The forward function for this nn.Module will pass the input tensor to the ResNet
forward function. An integer from 0 - 9 will be returned indicating which object has
been detected. If a plane is detected, the forward function returns a tensor of ones.
Otherwise, it returns a tensor of zeros.
:param input: A torch.Tensor of size 1 x 3 x H x W representing the input image
:return: A torch.Tensor of size 1 x 1 x H x W of zeros or ones
"""
modelOutput = self.model.forward(input)
modelLabel = int(torch.argmax(modelOutput[0]))
plane = 0
if modelLabel == plane:
output = torch.ones(1, 1, input.shape[2], input.shape[3])
else:
output = torch.zeros(1, 1, input.shape[2], input.shape[3])
return output
The Cifar10ResNet forward() function is a simple one that passes the input to the ResNet forward(). If the returned label is 0, a plane has been detected and the forward function returns a tensor of ones of size 1 x 1 x H x W. Otherwise, it returns a tensor of zeros of size 1 x 1 x H x W.

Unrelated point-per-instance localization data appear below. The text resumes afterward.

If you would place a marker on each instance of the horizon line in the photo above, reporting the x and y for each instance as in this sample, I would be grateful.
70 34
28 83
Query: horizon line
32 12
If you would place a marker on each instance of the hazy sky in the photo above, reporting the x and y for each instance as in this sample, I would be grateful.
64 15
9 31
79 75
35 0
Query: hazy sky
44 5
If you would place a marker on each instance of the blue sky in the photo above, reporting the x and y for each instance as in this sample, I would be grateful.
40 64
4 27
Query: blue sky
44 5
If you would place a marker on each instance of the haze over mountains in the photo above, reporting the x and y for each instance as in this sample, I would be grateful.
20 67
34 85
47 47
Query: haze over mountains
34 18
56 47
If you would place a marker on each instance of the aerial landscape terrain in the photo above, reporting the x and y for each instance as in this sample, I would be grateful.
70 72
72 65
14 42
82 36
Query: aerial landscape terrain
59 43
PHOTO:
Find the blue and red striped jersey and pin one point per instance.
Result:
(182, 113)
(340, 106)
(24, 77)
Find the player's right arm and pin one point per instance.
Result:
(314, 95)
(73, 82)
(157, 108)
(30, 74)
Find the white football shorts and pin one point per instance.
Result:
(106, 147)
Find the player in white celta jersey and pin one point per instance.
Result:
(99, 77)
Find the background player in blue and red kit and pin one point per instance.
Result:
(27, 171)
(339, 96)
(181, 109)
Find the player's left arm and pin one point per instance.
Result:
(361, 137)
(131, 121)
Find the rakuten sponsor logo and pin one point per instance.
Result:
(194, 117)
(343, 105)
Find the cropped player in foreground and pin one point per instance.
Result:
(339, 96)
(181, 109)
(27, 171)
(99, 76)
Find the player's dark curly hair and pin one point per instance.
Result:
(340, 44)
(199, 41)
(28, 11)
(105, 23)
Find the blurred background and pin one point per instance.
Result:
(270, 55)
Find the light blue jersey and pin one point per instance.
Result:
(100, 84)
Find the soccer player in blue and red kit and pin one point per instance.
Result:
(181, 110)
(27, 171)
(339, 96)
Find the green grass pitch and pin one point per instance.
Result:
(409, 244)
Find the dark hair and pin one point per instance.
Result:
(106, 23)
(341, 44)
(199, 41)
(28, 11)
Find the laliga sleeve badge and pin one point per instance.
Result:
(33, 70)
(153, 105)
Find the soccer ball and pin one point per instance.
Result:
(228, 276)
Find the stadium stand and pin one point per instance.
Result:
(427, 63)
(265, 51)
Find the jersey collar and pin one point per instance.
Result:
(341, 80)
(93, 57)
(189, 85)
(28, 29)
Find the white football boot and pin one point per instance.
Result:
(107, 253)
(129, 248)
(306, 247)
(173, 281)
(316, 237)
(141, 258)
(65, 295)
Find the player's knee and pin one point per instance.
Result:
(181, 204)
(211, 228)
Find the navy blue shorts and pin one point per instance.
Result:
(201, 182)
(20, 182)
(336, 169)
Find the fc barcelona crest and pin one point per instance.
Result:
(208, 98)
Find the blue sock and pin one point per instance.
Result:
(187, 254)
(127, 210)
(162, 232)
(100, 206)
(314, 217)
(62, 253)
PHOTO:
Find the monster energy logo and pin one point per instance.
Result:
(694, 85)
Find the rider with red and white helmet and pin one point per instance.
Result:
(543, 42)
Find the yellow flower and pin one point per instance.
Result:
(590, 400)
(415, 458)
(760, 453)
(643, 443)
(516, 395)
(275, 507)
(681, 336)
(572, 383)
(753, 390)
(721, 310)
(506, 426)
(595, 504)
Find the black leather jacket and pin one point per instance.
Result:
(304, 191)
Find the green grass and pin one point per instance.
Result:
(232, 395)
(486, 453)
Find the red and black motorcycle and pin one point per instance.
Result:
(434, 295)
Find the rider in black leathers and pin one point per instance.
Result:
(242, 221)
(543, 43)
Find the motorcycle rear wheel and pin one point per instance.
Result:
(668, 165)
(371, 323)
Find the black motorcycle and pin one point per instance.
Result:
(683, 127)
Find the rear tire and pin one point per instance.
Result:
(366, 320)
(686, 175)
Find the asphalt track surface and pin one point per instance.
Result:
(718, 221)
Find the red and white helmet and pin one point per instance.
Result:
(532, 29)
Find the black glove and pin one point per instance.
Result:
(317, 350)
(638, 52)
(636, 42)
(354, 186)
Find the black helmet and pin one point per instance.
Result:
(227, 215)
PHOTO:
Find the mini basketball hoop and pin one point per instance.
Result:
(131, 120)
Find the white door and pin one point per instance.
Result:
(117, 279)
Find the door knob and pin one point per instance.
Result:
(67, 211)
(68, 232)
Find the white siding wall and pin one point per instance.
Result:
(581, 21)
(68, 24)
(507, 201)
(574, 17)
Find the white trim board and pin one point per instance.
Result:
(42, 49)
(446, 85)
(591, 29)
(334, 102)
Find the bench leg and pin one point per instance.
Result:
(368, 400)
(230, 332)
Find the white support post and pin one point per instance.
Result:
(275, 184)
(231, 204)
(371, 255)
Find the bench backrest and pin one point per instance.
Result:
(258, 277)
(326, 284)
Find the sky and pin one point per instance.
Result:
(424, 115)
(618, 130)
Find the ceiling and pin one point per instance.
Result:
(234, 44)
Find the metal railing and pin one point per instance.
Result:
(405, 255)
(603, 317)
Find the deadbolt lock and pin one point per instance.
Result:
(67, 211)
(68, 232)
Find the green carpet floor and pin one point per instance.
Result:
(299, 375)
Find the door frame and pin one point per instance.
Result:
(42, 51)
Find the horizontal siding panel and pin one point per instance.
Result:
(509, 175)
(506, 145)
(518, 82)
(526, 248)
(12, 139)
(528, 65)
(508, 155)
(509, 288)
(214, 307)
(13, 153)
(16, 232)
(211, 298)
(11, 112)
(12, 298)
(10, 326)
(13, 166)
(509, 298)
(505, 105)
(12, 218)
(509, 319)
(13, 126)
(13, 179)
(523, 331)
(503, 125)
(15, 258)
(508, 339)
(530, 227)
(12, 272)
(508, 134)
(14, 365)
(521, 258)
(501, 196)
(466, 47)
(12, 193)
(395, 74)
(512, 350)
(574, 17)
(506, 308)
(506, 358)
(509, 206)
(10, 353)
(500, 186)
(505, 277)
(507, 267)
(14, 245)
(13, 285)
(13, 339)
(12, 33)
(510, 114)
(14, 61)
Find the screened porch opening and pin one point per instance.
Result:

To convert this model to TorchScript and save it as a .pt file, simply run the following code in PyTorch:
resnet = Cifar10ResNet()
module = torch.jit.script(resnet)
module.save('cifar10_detector.pt')
Important
These versions of the following libraries must be used when converting a PyTorch model to TorchScript:
torch==1.6 (https://pytorch.org)
torchvision==0.7
CatFileCreator
Now that we have created the .pt file, it’s time to convert it into a .cat file that we can use in Nuke. In order to do that, launch NukeX and set up a CatFileCreator node as follows.
The Torchscript File knob points to our .pt file
The Cat File knob tells Nuke where to save our newly created .cat file.
The Channels In knob value tells Nuke that we want to process the red, green and blue channels of the image passed to the Inference node.
The Channels Out knob value ensures that our single channel output will appear in the alpha channel of the Inference node’s output image.
The Model Id allows us to encode the name of the model into the .cat file.
The scale parameter of 1 confirms that the width and height of our input image is the same as that of our output image.
Clicking the Create .cat file and Inference knob creates the .cat file and an Inference node with all of the details of the newly created .cat file.
Inference
Connect the Inference node to an image that has red, green and blue channels as follows:
The output of the model appears in the alpha channel of the Inference node’s output image. It will be all ones if a plane is detected in the input image and otherwise, it will be all zeros.
Note
This model was trained on images in sRGB colour space, so pixel values must be in sRGB before being passed to the Inference node. By default, Nuke converts all images to Nuke’s linear colour space when processing. To ensure this model works correctly, if your image was written in sRGB space, check the Raw Data knob in your Read node to ensure your pixel data doesn’t get converted to Nuke linear. Otherwise add a colourSpace node before the Inference node to convert from linear to sRGB space, and add another colour space node after the Inference node to convert pixels back to Nuke’s linear colour space.